白衣に身を包んだ研究者らは、慢性的な肩こりや頭痛を堪え、目頭を揉んでは溜息を吐く。ここでは8年前からずっと、領地の「幸せを運ぶトリ」伝承について調査検証が行われている。
「ノベラ!」
扉を開ける勢いのまま声を上げた青年に、部屋中の視線が集まった。貴族衣に身を包んだ彼は、領主の嫡男バーンだ。軽い足取りで、ローズピンクの髪を一括りにした女性研究員の傍に向かうと、嬉々とした調子で口を開く。
「取り敢えず、婚約破棄させてくれるかな?」
「はい?」
唖然としたのは彼女だけではない。研究室中の空気が凍り付いた。
「僕は気付いたんだ! 伝承の残る所には特定の現象が発生している。それを人為的に起こせば、鳥はきっと現れる!」
揚々と告げたバーンが取り出したのは、赤い紙の「婚約破棄届出書」だ。両家当主の署名は無く、彼の名前だけが記されている。呆れた紙面に、ノベラは強いて冷静に言葉を紡ぐ。
「承諾しかねます。それに何です? その無意味に沢山付けられた星模様は。

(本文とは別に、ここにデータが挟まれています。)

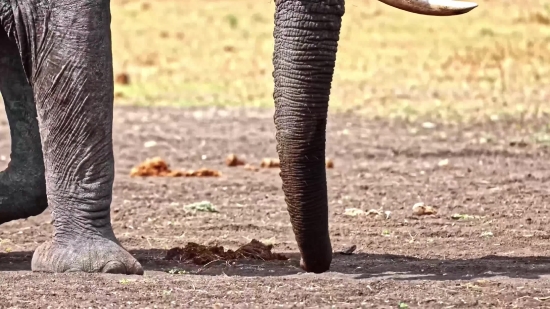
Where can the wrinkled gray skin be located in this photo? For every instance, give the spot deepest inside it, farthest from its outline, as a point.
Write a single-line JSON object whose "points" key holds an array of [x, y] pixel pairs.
{"points": [[56, 77]]}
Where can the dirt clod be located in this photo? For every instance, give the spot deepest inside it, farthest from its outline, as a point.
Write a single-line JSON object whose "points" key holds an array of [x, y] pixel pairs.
{"points": [[251, 168], [157, 167], [122, 79], [203, 172], [232, 160], [201, 255], [270, 163], [154, 167], [420, 209]]}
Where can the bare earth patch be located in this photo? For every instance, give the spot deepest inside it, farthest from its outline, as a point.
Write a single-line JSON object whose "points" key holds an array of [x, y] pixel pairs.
{"points": [[487, 245]]}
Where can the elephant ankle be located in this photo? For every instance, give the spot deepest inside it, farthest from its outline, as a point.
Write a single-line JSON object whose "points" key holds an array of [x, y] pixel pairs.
{"points": [[84, 254]]}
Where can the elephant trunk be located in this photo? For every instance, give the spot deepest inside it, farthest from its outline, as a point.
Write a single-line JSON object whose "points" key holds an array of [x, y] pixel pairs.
{"points": [[306, 40]]}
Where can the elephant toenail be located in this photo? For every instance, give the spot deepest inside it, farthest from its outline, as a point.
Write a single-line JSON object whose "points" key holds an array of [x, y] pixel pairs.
{"points": [[114, 267]]}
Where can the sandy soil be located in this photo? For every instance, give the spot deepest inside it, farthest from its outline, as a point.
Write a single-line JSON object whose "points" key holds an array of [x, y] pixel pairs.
{"points": [[497, 257]]}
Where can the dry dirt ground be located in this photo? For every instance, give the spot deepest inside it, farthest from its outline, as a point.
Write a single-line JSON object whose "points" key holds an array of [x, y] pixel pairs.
{"points": [[493, 175]]}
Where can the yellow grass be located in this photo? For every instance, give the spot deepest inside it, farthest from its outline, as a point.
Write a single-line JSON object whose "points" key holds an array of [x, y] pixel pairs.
{"points": [[492, 62]]}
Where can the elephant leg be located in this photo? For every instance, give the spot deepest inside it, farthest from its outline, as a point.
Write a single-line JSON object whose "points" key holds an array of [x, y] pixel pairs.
{"points": [[306, 39], [66, 48], [22, 184]]}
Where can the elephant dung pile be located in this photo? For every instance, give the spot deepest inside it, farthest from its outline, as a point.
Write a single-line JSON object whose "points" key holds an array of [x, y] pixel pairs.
{"points": [[201, 255], [159, 168]]}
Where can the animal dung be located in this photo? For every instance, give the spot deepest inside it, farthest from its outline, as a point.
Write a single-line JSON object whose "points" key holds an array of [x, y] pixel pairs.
{"points": [[201, 255]]}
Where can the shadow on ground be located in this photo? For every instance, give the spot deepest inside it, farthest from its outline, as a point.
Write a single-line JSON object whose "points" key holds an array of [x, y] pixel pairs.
{"points": [[358, 266]]}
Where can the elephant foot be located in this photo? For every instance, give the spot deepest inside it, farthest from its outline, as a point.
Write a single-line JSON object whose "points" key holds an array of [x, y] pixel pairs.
{"points": [[91, 255], [22, 195]]}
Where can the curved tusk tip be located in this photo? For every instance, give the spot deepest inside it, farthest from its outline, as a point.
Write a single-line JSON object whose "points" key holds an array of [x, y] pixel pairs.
{"points": [[458, 7]]}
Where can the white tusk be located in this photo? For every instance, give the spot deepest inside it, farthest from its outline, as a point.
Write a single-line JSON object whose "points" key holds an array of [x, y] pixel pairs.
{"points": [[432, 7]]}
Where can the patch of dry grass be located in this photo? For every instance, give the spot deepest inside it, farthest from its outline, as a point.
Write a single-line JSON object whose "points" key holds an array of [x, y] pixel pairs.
{"points": [[491, 63]]}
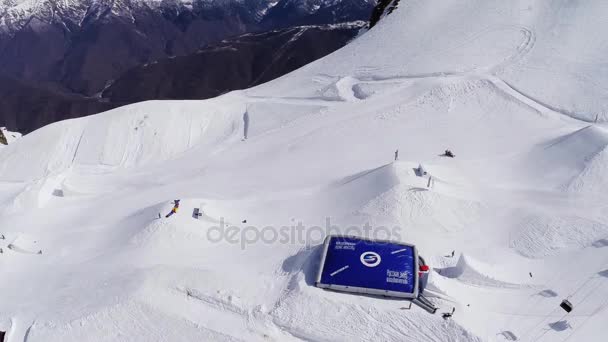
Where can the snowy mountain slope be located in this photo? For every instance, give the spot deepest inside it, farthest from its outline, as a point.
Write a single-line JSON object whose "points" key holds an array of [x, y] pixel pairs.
{"points": [[517, 205], [7, 137]]}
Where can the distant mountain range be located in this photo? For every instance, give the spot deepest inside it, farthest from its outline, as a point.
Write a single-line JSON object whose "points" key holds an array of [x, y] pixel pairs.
{"points": [[61, 59]]}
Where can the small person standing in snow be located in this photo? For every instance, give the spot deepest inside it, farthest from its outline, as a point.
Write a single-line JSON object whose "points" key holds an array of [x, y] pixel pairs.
{"points": [[174, 210]]}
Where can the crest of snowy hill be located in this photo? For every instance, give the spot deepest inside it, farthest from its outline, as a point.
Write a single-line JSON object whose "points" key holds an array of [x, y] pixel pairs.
{"points": [[7, 137], [512, 225], [16, 14]]}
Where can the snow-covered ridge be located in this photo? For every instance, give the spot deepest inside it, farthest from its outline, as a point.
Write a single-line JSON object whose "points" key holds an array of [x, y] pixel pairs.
{"points": [[512, 225], [15, 14]]}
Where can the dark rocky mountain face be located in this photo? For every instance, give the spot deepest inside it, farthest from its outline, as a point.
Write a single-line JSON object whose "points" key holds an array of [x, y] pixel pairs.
{"points": [[59, 56], [238, 63]]}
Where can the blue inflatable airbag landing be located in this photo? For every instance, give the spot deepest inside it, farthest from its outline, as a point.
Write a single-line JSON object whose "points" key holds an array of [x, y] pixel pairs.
{"points": [[377, 267]]}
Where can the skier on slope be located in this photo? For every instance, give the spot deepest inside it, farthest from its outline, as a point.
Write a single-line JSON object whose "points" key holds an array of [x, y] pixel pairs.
{"points": [[174, 210]]}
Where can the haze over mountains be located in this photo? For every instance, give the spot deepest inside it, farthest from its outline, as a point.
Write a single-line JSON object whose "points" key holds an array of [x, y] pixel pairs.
{"points": [[66, 53]]}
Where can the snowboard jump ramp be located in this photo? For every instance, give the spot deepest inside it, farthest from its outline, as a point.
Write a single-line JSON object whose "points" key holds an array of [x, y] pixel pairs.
{"points": [[371, 267]]}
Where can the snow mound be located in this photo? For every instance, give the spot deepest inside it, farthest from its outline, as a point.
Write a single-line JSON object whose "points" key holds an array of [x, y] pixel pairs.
{"points": [[396, 194], [593, 178], [125, 137], [474, 272], [542, 235]]}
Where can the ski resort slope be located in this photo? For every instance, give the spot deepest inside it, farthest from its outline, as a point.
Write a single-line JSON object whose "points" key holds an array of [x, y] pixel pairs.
{"points": [[516, 89]]}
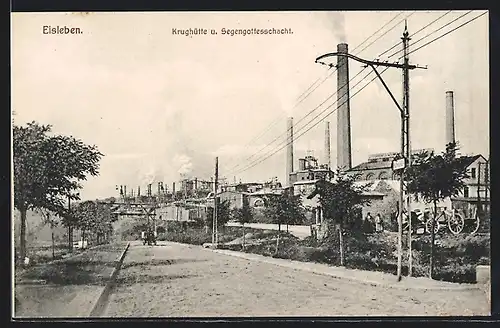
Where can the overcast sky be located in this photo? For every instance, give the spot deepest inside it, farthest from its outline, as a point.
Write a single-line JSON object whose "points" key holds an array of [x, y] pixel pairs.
{"points": [[160, 105]]}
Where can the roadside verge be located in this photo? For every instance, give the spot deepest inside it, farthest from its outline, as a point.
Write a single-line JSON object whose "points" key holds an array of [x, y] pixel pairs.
{"points": [[100, 303]]}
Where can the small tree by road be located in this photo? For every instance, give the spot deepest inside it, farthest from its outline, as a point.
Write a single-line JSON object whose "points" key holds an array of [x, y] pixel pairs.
{"points": [[341, 201], [243, 215], [435, 178]]}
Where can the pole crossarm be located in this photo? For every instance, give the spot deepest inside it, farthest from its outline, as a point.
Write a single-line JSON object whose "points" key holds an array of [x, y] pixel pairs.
{"points": [[365, 61]]}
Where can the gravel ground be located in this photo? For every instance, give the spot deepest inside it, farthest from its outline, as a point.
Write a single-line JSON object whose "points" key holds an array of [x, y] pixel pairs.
{"points": [[66, 288], [186, 281]]}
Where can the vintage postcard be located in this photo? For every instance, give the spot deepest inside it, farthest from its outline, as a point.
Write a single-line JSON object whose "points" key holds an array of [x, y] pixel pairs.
{"points": [[250, 164]]}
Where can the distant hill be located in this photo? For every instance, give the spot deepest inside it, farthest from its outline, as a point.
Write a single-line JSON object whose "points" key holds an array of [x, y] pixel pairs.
{"points": [[36, 232]]}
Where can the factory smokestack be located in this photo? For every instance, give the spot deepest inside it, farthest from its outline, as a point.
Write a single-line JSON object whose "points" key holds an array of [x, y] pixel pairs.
{"points": [[343, 110], [327, 145], [450, 118], [289, 151]]}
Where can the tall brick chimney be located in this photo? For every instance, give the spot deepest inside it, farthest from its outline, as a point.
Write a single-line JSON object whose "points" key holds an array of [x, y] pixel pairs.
{"points": [[343, 110], [450, 118], [289, 151], [327, 159]]}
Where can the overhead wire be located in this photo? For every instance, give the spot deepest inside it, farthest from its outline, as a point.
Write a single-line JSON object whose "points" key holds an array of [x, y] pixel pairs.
{"points": [[427, 35]]}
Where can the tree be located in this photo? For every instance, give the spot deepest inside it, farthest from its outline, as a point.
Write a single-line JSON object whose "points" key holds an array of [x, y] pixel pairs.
{"points": [[434, 178], [341, 201], [223, 214], [50, 220], [284, 208], [47, 169], [243, 215]]}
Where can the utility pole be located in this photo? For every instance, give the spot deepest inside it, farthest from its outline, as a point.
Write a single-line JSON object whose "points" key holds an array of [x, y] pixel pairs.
{"points": [[405, 139], [214, 228], [405, 146], [70, 237]]}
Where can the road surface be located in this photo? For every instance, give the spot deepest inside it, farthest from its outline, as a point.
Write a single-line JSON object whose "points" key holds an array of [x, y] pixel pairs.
{"points": [[175, 280]]}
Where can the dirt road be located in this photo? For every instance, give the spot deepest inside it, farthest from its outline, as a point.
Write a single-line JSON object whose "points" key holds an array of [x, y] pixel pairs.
{"points": [[173, 280]]}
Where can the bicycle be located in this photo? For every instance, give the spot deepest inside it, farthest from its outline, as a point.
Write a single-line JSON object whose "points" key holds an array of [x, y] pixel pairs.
{"points": [[446, 217]]}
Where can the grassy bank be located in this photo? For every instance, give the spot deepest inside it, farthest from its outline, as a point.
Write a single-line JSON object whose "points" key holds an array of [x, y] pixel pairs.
{"points": [[456, 256]]}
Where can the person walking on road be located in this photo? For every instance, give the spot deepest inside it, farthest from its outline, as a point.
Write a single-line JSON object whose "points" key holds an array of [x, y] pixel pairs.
{"points": [[378, 223]]}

ちゃんと書面は見ていますか?」
「目立った方が、来てくれるかと思ったんだ!」
領地には、トリの奇跡や伝承が残されているが、姿を見た者はいない。
トリ在るところ「婚約破棄・チート・ダンジョン・配信・ざまあ」有り。そう伝わるが、今では意味すら分からないものも数多くある。
それらを解き明かし、トリを顕現させるべく、研究員らは日夜筆を執り、資料に向き合っているのだ。
「これにサインしてくれ!」
「無理を仰らないで!」
ノベラの抗議も聞かず、バーンが届出書を机に広げる――瞬間、矢の鋭さで赤茶色い尾羽が空を切り、署名目掛けて突き立つ。
BAAAANG!!
羽根は不思議な力を発揮して、赤い紙面を千々に吹き飛ばした。
「赤っ……」
「バーン、掟破りが過ぎたのよ」
トリは掟を破る者には制裁を与えたとも伝わる。
一瞬過った丸い影。
トリ会えず、だが存在は確信されたのだった。